17
Jun
2009

How much revenue have airlines and hotels really been collecting in fees and surcharges? Scott McCartney at the Wall Street Journal has broken out the green eyeshade and the calculator. In a blog post and a separate newspaper column, he offers up some totals:

The U.S. airline industry collected $566.3 million in baggage fees in the first quarter, according to the U.S. Department of Transportation. That was up 13.6% from the fourth quarter, and more than four times what was collected in the first three months of 2008.

US Airways showed the most impressive gains:

US Airways stands out as a heavy bag fee collector at $94.2 million, up 1,160% from the same period of 2008. US Airways collected more in baggage fees than United Airlines or Continental Airlines, two larger airlines but with more elite-level fliers and international passengers who escaped baggage tolls.

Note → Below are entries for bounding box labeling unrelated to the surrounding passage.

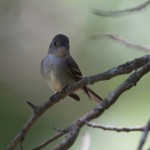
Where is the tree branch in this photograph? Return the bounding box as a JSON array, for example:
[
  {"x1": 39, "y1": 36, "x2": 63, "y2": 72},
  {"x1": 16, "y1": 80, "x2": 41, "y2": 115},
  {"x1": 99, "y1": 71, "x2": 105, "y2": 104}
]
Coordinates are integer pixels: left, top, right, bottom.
[
  {"x1": 93, "y1": 0, "x2": 150, "y2": 17},
  {"x1": 32, "y1": 57, "x2": 150, "y2": 150},
  {"x1": 138, "y1": 120, "x2": 150, "y2": 150},
  {"x1": 91, "y1": 33, "x2": 150, "y2": 52},
  {"x1": 85, "y1": 121, "x2": 145, "y2": 132},
  {"x1": 6, "y1": 55, "x2": 150, "y2": 150}
]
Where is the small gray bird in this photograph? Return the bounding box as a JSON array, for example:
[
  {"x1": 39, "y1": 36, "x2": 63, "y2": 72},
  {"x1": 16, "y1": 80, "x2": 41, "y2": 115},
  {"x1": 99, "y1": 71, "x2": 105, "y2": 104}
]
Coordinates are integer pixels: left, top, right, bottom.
[{"x1": 41, "y1": 34, "x2": 102, "y2": 102}]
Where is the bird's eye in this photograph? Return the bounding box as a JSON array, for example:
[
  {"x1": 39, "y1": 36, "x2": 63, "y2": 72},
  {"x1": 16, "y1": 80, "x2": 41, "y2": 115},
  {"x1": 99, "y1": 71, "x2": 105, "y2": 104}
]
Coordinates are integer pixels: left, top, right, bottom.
[{"x1": 54, "y1": 42, "x2": 60, "y2": 47}]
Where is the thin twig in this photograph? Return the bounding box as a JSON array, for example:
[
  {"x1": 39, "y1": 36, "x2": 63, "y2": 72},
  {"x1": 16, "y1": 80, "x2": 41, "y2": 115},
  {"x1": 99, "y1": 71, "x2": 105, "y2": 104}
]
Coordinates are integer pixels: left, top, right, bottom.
[
  {"x1": 91, "y1": 33, "x2": 150, "y2": 52},
  {"x1": 85, "y1": 121, "x2": 145, "y2": 132},
  {"x1": 7, "y1": 55, "x2": 150, "y2": 150},
  {"x1": 93, "y1": 0, "x2": 150, "y2": 17},
  {"x1": 32, "y1": 62, "x2": 150, "y2": 150},
  {"x1": 32, "y1": 129, "x2": 69, "y2": 150},
  {"x1": 137, "y1": 120, "x2": 150, "y2": 150}
]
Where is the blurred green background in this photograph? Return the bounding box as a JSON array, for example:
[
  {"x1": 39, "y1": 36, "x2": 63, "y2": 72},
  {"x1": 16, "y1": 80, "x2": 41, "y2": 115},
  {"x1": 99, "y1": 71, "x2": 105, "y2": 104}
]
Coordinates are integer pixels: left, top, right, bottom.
[{"x1": 0, "y1": 0, "x2": 150, "y2": 150}]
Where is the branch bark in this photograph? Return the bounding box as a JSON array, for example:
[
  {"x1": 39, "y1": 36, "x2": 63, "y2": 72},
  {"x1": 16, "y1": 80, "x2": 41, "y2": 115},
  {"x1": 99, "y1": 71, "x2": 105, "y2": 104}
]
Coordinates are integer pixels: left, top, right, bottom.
[
  {"x1": 138, "y1": 120, "x2": 150, "y2": 150},
  {"x1": 6, "y1": 55, "x2": 150, "y2": 150},
  {"x1": 32, "y1": 55, "x2": 150, "y2": 150},
  {"x1": 85, "y1": 121, "x2": 145, "y2": 132}
]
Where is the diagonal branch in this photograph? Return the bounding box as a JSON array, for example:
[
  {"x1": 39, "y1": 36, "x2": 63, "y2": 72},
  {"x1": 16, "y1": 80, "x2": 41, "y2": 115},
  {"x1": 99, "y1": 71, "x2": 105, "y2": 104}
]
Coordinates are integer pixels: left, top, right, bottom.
[
  {"x1": 93, "y1": 0, "x2": 150, "y2": 17},
  {"x1": 91, "y1": 33, "x2": 150, "y2": 52},
  {"x1": 85, "y1": 121, "x2": 145, "y2": 132},
  {"x1": 32, "y1": 59, "x2": 150, "y2": 150},
  {"x1": 137, "y1": 120, "x2": 150, "y2": 150},
  {"x1": 6, "y1": 55, "x2": 150, "y2": 150}
]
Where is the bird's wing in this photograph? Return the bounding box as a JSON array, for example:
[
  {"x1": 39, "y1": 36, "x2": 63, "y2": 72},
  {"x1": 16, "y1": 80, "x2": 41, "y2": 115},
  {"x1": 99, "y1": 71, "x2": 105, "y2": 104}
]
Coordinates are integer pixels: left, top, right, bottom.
[{"x1": 66, "y1": 56, "x2": 82, "y2": 81}]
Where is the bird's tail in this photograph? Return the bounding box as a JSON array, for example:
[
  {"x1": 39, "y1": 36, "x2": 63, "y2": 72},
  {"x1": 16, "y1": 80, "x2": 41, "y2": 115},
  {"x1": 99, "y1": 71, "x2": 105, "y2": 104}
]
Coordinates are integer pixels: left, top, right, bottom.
[{"x1": 83, "y1": 87, "x2": 103, "y2": 103}]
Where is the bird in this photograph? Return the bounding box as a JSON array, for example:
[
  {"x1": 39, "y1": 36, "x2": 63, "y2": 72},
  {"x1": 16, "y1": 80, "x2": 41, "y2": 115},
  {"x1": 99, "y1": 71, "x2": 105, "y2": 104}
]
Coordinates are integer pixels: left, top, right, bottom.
[{"x1": 41, "y1": 34, "x2": 103, "y2": 103}]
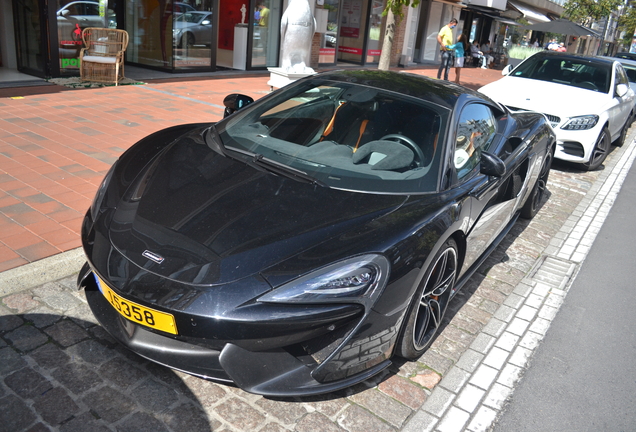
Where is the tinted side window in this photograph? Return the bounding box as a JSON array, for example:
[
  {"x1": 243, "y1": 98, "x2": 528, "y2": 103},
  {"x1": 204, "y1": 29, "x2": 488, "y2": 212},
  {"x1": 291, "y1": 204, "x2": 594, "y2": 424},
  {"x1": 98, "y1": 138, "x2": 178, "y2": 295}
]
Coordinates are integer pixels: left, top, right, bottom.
[
  {"x1": 616, "y1": 66, "x2": 629, "y2": 85},
  {"x1": 454, "y1": 103, "x2": 497, "y2": 180},
  {"x1": 86, "y1": 3, "x2": 99, "y2": 15}
]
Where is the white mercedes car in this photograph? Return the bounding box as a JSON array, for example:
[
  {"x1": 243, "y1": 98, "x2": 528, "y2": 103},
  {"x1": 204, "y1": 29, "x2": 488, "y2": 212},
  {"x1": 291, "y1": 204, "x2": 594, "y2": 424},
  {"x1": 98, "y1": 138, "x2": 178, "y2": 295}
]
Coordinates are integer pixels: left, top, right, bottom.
[{"x1": 479, "y1": 51, "x2": 636, "y2": 170}]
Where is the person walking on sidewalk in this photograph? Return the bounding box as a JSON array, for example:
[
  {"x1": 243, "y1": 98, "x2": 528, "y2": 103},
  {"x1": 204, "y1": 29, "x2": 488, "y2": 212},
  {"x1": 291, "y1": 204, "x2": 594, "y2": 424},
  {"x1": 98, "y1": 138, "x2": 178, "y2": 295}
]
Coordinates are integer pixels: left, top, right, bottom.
[
  {"x1": 446, "y1": 33, "x2": 468, "y2": 84},
  {"x1": 470, "y1": 40, "x2": 486, "y2": 69},
  {"x1": 437, "y1": 18, "x2": 457, "y2": 81}
]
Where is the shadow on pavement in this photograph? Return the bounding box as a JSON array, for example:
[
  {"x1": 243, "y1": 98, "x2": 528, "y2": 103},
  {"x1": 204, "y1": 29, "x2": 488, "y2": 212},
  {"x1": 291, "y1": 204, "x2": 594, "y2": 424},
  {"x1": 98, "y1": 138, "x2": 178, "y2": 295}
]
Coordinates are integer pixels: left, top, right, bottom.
[{"x1": 0, "y1": 311, "x2": 214, "y2": 432}]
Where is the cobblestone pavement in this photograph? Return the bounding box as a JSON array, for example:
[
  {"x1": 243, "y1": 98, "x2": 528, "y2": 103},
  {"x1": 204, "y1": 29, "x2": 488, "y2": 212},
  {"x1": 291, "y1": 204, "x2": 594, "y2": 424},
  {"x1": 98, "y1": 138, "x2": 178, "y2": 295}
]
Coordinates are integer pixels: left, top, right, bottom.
[{"x1": 0, "y1": 99, "x2": 636, "y2": 432}]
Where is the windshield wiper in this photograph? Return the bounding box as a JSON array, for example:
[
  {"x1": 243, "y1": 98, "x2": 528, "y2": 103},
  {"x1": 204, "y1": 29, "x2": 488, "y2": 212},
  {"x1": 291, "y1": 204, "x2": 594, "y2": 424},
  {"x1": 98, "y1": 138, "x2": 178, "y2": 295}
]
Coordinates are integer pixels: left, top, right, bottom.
[{"x1": 225, "y1": 146, "x2": 326, "y2": 187}]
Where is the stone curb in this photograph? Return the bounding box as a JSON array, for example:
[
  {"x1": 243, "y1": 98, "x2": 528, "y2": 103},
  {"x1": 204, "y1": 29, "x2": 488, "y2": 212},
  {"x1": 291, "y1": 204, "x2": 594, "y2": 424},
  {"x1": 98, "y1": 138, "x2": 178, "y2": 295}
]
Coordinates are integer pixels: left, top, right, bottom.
[
  {"x1": 0, "y1": 247, "x2": 86, "y2": 297},
  {"x1": 402, "y1": 133, "x2": 636, "y2": 432}
]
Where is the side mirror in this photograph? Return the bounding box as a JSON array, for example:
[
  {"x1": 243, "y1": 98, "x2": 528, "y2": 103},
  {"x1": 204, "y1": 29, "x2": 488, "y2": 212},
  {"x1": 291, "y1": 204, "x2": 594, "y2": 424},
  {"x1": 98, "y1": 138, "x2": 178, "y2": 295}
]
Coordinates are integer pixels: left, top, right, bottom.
[
  {"x1": 223, "y1": 93, "x2": 254, "y2": 118},
  {"x1": 479, "y1": 152, "x2": 506, "y2": 177},
  {"x1": 616, "y1": 84, "x2": 629, "y2": 97}
]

To be fair, a huge increase on a percentage basis like that is not hard to do when fees are new… Those growth rates aren’t sustainable, unless US Airways starts charging $150 per bag next year, and $900 the next.

Those stats also don’t take all fees into account, of course. (Coffee and soda fee, anyone?)

And what about the hotels? Bjorn Hansen helps McCartney out on that front:

Bjorn Hanson, associate professor at New York University’s Tisch Center for Hospitality, estimates that hotel fees and surcharges before state and local taxes will total $1.65 billion this year — that’s more than airlines have collected in baggage fees over the past four quarters reported by the Department of Transportation. Still, the hotel-fee haul will be down 5.7% from 2008 because of the occupancy decline.

Those fees include everything from resort fees to valet parking, so it’s not an apples-to-apples comparison with the airlines.

For those interested, the Bureau of Economic Research has more information on the declining first quarter travel spend numbers. Overall spending is down an annualized rate of 5.9% over last year.